From this table, one can also tell that there are many null values in the Data column; all of which are meaningless and to be deleted. I go to the Data Filter tab and add Data as my column of interest and delete all of the rows that are then selected.
INSERT PICTURE
After doing the same steps for the "Tools" column, the only other relevant information that are missing are the research functions of the tools and its respective research activities. Going through the 567,166 rows of data and inputting the relevant information individually is too tedious and time-consuming. Hence, I have decided to use the information provided in the “survey_cleaned_variable_list.csv” document. To do this, I need 2 new columns inside this document.
INSERT PICTURE
For research function, I referred to the survey questions to determine the specific function the tools are used for. For research activity, I referred to the following website (http://dashboard101innovations.silk.co/page/Research-activities) and the function column inputs to determine the specific activity that the function of the tools fall under. With these information, I filled down the relationship of each variable name (tools) to their functions and respective activity.
The irrelevant columns, namely the column references, survey question numbers, input type and if multiple questions are allowed, were then deleted.
Once completed, the 2 data tables should be joined by matching the tools column.
INSERT PICTURE
With this, the final data table is ready for use.
Constructing the Visualization
Given that most of the data I have are categorical, except for the number of records in each of the categories. I looked into different visualizations for categorical data, parallel sets were considered. In attempts to answer the ultimate question, I tried plotting the different attributes onto the parallel sets.
In my attempt to answer the ultimate question of how do the utilization of tools differ between different users, I spilt the attributes just so that the lines will be more prominent and not too spread out. This allows for easier reading and comparison. Consequently, I have 3 different diagrams for the 3 different attributes.
INSERT PICTURE
There are a few trends that can be derived from these visualizations.
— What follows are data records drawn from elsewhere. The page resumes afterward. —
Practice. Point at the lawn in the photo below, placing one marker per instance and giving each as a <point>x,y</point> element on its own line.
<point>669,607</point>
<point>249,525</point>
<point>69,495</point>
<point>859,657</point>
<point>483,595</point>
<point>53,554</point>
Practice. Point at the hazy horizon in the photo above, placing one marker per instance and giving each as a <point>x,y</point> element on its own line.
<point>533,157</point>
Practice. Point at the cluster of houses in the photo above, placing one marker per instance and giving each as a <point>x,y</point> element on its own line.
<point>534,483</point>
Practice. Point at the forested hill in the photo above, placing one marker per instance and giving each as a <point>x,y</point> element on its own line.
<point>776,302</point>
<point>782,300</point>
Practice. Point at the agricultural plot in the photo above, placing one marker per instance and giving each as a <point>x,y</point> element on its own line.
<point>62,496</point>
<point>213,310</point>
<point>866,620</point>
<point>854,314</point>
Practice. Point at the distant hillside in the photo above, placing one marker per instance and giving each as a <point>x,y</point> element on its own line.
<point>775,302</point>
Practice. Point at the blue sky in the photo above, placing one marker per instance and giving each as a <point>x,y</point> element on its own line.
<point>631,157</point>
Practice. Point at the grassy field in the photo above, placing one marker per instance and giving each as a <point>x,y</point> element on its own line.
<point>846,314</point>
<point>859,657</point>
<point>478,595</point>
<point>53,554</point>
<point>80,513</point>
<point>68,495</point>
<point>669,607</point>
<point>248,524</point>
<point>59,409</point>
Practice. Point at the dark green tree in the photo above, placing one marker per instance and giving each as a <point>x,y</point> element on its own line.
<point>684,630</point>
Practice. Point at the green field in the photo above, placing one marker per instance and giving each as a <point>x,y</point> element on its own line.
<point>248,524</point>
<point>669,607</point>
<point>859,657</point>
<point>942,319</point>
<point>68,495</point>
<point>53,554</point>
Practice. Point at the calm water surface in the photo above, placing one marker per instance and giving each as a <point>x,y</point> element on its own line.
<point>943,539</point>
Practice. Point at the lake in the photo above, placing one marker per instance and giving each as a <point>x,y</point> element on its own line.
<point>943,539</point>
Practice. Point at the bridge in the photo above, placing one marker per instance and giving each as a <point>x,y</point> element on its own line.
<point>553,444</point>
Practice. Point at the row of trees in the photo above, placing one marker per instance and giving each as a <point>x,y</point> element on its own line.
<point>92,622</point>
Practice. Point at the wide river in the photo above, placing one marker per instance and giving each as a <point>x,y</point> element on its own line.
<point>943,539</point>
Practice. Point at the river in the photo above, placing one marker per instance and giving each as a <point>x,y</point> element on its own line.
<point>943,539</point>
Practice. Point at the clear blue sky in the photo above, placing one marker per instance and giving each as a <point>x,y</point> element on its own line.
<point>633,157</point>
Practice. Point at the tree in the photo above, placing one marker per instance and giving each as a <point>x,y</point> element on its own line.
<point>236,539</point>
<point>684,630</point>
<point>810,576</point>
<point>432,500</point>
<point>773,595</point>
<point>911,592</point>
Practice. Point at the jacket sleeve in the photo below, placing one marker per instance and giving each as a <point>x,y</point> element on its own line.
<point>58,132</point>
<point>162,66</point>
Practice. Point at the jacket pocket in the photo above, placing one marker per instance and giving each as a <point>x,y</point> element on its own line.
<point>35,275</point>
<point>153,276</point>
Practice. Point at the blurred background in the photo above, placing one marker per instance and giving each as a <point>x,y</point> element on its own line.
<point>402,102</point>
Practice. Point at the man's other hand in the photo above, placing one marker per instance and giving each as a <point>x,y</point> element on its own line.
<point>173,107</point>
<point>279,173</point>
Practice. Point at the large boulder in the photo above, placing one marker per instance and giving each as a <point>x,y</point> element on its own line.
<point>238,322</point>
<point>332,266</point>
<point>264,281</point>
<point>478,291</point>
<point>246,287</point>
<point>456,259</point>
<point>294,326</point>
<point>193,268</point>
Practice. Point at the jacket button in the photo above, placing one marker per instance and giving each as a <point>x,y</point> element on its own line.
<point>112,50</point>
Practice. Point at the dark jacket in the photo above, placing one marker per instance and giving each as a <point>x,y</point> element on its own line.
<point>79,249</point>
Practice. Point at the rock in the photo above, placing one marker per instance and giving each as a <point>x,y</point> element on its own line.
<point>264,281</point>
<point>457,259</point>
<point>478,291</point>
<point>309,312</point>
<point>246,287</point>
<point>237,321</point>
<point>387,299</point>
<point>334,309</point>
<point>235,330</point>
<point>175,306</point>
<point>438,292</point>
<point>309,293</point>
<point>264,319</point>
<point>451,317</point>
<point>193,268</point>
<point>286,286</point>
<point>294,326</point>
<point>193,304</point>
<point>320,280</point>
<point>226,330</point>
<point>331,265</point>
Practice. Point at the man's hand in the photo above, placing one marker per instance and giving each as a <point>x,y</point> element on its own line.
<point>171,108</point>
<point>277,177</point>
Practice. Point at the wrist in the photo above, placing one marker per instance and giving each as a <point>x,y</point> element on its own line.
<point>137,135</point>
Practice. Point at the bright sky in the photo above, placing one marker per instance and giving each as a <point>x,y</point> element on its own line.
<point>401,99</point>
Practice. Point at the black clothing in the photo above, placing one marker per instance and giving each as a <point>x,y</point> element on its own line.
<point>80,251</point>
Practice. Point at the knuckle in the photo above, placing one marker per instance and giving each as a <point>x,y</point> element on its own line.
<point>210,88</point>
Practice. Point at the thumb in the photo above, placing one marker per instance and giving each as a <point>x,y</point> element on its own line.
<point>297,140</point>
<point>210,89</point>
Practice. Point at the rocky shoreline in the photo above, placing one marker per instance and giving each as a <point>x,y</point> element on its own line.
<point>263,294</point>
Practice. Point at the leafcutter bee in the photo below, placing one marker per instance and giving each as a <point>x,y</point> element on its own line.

One such example is that, regardless of roles, disciplines and career stage, the ranking of the tools used for a research function or activity is the same. An additional trend could be that regardless of the discipline or role that the respondents are involved with, they generally invest a consistent amount into each of the research activities.
However, absolute comparison is tedious given the large number of variables involved in this chart. With the large number of variables, each line is spilt into more portions, the shaded band emitted from each segment and the differences between each then become harder to determine. As such, I have decided to turn to Tableau to create this final visualization.
The Final Visualization
The final visualization can be found in this link provided: https://public.tableau.com/views/IS428Assignment2/Story1?:embed=y&:display_count=yes
Caption: What innovation research tools are people using these days?
The variables used to define user attributes include their roles, disciplines and career stages. Generally, discovery tools are most utilized while assessment tools are least utilized across the disciplines. Respondents in Social Science & Economics discipline generally have a higher utilization of tools across all research activities as compared to the respondents from other disciplines. There is the trend that for professors/ associate professors/ assistant professors, the least experienced are not utilizing as much of the more traditional tools for their activities as compared to those more experienced. However, this trend is inversed when analyzing PhD students and Postdoc. The professors' choice of tools utilized differs at different career stages. An example would be Acrobat where it is vastly popular with the more experienced professors but only along the average line when it comes to the amateurs.